The resulting thermoplastic resin had a reduced viscosity of 1.965 dL / g and a terminal acid value of 19 μeq / g. Table 1 shows the tensile test results of this thermoplastic resin.

  As shown in Table 1, according to the present invention, it is possible to provide a thermoplastic resin having a furan structure in the main chain and exhibiting very good mechanical strength.

Claims (6)

A thermoplastic resin having a furan structure represented by the following structural formula (1), having a reduced viscosity (ηsp / C) of 0.48 dL / g or more and a terminal acid value of less than 200 μeq / g.

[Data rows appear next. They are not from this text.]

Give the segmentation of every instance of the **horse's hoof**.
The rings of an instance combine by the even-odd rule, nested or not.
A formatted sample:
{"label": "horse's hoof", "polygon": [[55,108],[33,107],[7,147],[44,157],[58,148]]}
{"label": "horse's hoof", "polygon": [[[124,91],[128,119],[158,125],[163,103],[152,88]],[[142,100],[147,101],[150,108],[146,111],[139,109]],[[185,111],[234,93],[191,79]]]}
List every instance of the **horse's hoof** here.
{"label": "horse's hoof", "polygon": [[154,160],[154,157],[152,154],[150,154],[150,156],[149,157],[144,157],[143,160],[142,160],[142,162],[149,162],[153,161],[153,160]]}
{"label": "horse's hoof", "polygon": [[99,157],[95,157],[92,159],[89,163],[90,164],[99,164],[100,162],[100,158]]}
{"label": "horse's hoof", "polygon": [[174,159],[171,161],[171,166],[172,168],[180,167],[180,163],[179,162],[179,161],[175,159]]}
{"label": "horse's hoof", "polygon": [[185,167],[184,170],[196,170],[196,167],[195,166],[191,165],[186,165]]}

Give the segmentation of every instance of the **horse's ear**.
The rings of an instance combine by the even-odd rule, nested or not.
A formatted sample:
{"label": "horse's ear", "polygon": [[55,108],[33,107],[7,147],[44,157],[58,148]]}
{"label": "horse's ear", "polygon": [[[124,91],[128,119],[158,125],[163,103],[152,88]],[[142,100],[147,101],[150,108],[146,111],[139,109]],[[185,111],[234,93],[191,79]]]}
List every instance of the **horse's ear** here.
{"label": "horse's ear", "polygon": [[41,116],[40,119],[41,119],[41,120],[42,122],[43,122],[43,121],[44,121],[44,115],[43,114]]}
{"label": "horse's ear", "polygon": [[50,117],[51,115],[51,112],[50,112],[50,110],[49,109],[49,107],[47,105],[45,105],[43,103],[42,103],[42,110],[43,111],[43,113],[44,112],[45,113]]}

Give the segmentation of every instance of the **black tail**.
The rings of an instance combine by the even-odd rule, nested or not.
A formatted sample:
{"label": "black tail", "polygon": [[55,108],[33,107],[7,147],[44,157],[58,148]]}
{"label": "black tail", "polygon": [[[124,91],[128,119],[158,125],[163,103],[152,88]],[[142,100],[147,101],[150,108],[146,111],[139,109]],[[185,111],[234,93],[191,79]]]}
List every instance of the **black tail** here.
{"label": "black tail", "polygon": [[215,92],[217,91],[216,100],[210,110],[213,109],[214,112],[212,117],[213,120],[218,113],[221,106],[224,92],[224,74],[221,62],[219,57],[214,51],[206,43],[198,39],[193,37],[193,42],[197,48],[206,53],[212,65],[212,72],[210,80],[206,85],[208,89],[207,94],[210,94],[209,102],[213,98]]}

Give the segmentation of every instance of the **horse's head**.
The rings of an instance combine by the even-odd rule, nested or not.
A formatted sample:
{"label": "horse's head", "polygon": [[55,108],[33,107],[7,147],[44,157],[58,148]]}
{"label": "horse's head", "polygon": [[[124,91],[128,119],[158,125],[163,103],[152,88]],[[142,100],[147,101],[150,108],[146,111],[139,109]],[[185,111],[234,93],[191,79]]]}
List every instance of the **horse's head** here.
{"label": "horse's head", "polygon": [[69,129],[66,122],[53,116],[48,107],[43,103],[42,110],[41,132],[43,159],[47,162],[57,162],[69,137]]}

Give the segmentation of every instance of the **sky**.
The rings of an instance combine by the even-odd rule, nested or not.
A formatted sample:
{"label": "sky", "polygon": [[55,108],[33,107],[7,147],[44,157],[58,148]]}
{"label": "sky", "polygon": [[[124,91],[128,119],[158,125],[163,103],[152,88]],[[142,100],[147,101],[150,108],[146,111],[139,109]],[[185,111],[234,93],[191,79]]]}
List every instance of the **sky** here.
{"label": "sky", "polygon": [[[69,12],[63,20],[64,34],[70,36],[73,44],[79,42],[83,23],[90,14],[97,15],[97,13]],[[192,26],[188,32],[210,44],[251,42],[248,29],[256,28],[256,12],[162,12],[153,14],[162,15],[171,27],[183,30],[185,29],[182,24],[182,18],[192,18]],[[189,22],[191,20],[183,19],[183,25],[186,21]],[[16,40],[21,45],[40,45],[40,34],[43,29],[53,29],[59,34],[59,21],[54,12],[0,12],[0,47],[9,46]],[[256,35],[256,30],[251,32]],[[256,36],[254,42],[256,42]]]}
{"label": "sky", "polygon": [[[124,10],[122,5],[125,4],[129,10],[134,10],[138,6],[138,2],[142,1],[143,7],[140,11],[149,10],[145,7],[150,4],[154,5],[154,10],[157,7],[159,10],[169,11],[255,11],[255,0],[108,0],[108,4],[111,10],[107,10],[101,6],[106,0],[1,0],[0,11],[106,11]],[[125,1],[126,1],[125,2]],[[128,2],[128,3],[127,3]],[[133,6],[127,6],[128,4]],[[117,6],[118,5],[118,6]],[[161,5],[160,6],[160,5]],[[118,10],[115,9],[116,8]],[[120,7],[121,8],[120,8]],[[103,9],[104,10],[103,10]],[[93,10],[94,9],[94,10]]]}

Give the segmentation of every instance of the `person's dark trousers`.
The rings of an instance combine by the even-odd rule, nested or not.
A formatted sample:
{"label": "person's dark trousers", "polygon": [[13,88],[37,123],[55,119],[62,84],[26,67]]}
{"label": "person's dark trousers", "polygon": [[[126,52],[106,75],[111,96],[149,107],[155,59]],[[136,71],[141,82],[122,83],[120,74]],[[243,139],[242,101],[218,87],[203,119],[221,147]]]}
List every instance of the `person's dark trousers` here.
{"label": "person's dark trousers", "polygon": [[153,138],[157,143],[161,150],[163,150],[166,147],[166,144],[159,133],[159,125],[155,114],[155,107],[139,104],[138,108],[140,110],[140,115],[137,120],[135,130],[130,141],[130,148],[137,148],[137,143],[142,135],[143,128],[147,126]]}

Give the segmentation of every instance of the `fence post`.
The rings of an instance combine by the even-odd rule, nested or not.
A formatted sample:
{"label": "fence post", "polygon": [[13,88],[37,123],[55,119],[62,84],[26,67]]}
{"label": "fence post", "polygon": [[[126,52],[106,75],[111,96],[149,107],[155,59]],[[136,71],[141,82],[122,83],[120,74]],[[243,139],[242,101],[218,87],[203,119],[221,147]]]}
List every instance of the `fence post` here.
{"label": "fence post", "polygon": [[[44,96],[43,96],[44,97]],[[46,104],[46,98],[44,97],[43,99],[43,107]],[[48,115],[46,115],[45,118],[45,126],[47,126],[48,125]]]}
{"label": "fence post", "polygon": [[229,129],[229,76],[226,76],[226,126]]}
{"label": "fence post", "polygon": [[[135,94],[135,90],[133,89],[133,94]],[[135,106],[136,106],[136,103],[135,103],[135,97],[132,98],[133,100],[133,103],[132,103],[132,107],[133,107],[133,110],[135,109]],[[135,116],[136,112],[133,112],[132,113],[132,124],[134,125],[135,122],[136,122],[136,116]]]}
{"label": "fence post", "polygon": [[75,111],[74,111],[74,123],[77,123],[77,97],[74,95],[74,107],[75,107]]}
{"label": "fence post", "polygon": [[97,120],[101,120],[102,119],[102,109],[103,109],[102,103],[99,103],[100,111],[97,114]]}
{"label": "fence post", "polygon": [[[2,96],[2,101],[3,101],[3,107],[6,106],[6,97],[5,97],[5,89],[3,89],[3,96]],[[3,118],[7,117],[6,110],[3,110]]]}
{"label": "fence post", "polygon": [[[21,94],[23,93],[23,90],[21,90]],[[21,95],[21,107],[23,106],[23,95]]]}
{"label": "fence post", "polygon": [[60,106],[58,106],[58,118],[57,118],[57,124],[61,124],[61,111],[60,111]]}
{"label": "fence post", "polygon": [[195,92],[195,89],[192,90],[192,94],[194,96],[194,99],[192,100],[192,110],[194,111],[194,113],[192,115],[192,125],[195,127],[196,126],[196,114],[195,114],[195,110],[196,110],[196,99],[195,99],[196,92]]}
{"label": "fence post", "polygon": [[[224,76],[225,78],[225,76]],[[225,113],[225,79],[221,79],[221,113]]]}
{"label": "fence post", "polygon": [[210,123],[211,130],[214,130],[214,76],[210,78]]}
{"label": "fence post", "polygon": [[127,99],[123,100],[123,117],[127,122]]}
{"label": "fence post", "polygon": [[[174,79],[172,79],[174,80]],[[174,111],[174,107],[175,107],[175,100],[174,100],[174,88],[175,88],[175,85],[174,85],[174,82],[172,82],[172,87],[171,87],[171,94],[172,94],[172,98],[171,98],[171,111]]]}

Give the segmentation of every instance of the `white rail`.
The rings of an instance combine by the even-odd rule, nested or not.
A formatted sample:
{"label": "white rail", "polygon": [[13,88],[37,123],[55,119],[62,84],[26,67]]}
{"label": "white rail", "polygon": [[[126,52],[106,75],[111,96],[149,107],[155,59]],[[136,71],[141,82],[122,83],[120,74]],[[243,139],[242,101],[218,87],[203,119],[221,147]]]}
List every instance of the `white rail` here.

  The thermoplastic resin according to claim 1, wherein the furan structure is contained in a diol unit and / or a dicarboxylic acid unit constituting the thermoplastic resin. The thermoplastic resin according to claim 1 or 2, wherein the furan structure is represented by the following general formula (2).

  The diol unit is a diol unit composed of one or more selected from the group consisting of 1,4-butanediol, 1,3-propanediol and ethylene glycol, and the dicarboxylic acid unit is represented by the general formula (2). The thermoplastic resin according to claim 2.   A thermoplastic resin composition comprising the thermoplastic resin according to claim 1 and a crystal nucleating agent.   The molded object formed by shape | molding the thermoplastic resin of any one of Claims 1 thru | or 4, or the thermoplastic resin composition of Claim 5.